After Karen thanked Ashley for her service and sent her home with an extra-large wad of cash commensurate with Karen’s guilt, she went to check on Ruby. She found her daughter lying on her side with her arms wrapped around her stuffed octopus, Octi. Her lips were parted, her lashes fluttering ever so slightly, her cheeks flushed. Lying there, Ruby looked like a picture of innocence. Karen wondered how soon she’d learn the truth about the world—not just about rape, murder, torture, and war, but about the ways in which people who claimed to love each other tore each other apart for no obvious reason. She also wondered if and when Ruby—not just Empriss—would begin writing “realistic fiction” about her fractured family.

Suddenly, Karen couldn’t believe what she’d done or how she could have risked so much for the temporary cessation of an animal urge. Or did Karen and Clay’s connection run deeper than biology? It had certainly felt that way. But then, Karen had never understood the concept of casual sex. It was never casual to her. In any event, Karen was determined to keep her infidelity a secret. After burying her soiled clothes in the bottom of the hamper, she stepped into a scalding shower and attempted to wash away every last trace of Clay. She was toweling off when she heard Matt come through the door. “Hey,” she said, walking out in a robe and half expecting to be condemned on the spot.

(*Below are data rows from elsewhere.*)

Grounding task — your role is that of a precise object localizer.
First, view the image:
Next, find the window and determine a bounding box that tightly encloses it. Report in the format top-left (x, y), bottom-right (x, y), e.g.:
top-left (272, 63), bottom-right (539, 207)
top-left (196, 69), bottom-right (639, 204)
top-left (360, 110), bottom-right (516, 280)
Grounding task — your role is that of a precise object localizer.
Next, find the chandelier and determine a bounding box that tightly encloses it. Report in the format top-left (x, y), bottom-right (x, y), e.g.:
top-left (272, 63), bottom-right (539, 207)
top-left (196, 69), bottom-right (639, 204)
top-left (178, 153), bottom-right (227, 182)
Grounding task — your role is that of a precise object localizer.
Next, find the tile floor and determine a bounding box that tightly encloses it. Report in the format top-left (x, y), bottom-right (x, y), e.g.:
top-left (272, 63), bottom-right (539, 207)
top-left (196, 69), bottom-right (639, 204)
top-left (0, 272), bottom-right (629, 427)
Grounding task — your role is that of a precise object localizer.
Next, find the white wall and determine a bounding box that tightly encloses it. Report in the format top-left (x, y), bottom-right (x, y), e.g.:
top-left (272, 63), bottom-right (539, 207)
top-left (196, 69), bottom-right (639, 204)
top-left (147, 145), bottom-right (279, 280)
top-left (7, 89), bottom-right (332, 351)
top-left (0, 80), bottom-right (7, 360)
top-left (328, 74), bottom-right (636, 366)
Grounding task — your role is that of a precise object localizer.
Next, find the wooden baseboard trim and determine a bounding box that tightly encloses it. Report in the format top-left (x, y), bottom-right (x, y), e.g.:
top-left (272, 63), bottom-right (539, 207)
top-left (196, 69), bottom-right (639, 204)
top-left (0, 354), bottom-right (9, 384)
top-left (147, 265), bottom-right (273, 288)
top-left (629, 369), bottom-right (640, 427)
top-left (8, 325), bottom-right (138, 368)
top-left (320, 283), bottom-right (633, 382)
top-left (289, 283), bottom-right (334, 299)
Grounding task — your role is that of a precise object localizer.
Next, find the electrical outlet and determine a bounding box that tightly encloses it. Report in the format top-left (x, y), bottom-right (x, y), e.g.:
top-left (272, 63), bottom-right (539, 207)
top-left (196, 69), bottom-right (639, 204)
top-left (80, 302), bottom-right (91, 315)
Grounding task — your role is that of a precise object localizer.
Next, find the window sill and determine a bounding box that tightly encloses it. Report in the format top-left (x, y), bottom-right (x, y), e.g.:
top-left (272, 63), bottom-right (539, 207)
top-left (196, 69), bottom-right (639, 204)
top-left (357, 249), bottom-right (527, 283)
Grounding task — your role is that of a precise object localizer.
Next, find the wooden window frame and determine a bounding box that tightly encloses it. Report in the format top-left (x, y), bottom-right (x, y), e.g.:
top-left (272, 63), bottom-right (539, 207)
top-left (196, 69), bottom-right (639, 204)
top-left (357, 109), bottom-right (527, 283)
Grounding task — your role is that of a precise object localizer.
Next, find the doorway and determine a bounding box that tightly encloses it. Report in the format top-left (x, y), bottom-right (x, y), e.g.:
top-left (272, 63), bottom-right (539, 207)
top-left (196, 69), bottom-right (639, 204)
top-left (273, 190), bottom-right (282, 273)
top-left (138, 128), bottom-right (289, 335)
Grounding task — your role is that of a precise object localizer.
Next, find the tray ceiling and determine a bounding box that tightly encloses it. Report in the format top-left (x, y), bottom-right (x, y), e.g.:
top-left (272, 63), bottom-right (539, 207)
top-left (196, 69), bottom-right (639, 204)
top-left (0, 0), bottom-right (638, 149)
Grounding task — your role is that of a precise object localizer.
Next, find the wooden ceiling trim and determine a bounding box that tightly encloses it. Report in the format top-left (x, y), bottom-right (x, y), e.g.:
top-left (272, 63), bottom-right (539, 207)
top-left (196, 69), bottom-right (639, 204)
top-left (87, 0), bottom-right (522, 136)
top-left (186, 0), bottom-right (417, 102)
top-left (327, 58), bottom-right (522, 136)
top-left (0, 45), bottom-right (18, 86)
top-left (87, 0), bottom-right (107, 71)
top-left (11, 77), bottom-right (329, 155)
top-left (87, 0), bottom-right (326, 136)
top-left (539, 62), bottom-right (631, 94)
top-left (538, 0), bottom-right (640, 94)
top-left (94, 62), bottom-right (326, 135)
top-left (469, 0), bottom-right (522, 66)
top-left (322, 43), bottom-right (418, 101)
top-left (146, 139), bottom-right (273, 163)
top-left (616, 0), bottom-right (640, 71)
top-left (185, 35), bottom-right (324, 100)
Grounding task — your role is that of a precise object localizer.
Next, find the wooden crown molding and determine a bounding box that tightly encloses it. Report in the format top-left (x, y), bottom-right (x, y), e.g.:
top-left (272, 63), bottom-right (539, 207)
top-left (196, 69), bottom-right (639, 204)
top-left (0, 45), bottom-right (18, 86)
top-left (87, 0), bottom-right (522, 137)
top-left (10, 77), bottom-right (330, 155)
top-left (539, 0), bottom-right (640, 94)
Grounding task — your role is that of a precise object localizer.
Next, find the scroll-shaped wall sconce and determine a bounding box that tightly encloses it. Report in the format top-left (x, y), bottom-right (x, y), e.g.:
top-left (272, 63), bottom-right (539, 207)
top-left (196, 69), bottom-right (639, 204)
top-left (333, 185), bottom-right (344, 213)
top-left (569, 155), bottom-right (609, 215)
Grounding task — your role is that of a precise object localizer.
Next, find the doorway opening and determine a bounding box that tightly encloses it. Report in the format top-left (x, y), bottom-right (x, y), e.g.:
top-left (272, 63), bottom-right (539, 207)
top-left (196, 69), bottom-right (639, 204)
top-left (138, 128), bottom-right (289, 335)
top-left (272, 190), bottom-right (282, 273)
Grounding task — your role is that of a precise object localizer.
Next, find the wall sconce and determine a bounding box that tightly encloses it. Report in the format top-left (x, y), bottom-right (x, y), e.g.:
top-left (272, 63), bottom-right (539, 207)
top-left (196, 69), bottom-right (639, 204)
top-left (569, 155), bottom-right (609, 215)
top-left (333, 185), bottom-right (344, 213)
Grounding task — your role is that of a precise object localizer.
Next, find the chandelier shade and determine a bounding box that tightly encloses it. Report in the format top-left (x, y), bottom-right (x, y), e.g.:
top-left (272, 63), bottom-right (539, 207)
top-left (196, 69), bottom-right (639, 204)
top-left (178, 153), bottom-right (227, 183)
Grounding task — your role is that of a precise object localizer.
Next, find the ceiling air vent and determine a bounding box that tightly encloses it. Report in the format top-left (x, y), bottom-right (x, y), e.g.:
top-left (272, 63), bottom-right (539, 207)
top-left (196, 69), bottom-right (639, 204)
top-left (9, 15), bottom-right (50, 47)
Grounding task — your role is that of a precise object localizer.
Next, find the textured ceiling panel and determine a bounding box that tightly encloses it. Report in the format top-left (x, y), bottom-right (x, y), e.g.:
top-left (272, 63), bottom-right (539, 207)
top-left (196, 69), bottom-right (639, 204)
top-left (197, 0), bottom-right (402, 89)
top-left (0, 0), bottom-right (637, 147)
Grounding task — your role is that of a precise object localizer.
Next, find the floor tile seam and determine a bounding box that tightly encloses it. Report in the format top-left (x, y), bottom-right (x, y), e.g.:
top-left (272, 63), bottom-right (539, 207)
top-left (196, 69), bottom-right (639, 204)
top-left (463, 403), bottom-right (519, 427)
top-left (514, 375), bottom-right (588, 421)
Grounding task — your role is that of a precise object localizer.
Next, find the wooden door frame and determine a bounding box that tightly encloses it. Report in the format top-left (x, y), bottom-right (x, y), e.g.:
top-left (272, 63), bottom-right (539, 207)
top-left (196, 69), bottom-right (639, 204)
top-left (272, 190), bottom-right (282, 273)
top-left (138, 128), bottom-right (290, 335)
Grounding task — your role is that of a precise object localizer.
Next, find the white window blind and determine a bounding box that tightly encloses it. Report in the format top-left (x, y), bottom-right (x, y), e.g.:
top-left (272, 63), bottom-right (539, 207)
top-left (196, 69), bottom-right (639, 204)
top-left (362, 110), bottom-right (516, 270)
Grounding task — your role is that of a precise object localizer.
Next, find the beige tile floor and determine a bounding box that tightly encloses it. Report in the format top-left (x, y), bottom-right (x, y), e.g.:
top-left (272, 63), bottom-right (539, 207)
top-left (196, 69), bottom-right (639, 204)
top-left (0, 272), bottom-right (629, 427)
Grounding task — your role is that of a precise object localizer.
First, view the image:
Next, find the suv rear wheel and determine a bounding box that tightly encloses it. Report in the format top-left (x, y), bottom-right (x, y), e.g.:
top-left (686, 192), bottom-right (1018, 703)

But he didn’t even look up. “Hey,” he replied blankly as he went through the mail on the kitchen counter. “How was your dinner?”

“Fine,” she answered. “What have you been up to?”

“Nothing much.”

“Well, I’m going to sleep.”

“Okay,” he said. Apparently, he had no more questions.

As Karen walked out of the room, she realized that Matt suspected nothing. What’s more, it was likely to stay that way unless Clay reached out to him, which seemed unlikely. The burden of her betrayal, she realized, fell on her. Cheating had proved so easy. Keeping it to herself would be the hard part. The desire to confess stood right there, like a meter reader waiting at the front door.